There are plenty of developers making games for Oculus Rift, and not all of them are guaranteed to be hits.
It's inevitable there will be some duds in virtual reality, but Oculus isn't worried about that as much as the ways that games will be rated, Oculus Vice President of Mobile Max Cohen told TechRadar at Oculus Connect 2014.
Cohen, who helped court many of the developers currently creating apps for Samsung and Oculus's Gear VR, said the company doesn't want good games to have poor ratings simply because they're too intense for some users.
That's why games on Oculus's store platform will have separate ratings for quality and for "comfort level," he said.
Bad VR vs. boring VR
"Yes, bad VR is a problem. But so is boring VR," he said. "We want to make sure that that put-on-and-play experience is good for everyone, but for the people who want to dig deep and try all sorts of neat things in VR, we don't restrict them."
"We don't want to be sitting in a room picking what types of games are good or not," he continued. "We want developers to have free reign to make whatever they do as long as consumers are appropriately educated."
That's why virtual reality games on Oculus's platforms will have separate ratings for quality ("stars") and comfort level.

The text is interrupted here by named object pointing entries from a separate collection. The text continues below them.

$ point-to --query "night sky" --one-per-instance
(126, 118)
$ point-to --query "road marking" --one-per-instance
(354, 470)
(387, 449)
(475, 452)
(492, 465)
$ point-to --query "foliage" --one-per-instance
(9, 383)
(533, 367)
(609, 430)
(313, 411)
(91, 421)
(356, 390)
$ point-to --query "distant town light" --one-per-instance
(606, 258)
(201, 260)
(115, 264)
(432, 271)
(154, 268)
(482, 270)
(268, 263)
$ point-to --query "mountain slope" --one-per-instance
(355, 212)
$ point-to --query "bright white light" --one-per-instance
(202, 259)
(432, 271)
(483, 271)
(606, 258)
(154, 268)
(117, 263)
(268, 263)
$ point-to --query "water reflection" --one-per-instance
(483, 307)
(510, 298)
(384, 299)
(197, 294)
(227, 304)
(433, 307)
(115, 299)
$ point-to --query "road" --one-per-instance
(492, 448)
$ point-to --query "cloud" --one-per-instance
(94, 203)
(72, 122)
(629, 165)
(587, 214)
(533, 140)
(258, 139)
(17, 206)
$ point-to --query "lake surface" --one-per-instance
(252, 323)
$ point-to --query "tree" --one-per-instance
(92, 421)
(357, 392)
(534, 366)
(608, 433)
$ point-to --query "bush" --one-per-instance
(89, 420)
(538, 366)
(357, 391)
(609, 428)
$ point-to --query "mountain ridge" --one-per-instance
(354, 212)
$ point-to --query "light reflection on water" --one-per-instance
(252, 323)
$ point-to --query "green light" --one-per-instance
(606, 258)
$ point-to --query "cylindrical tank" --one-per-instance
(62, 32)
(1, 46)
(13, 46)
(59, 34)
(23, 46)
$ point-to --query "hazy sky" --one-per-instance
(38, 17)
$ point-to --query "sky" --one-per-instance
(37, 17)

"You don't want to say 'I tried a game but I was uncomfortable, therefore it's a terrible game' and give it one star, because it might be an amazing game, but just not for you," Cohen explained. "All of our brains work differently. We just want to make sure people have the information and can make informed decisions."
He said his priority in terms of Gear VR experiences is to have "as wide a variety as possible," and that means catering to people who want more extreme options. But as far as Oculus's first-party games, the company is more interested in making "super-comfortable experiences," Cohen said.
"Neither I nor anyone has all the answers yet," he continued. "I'd say that our job at Oculus is to make the platform as accessible as possible for developers."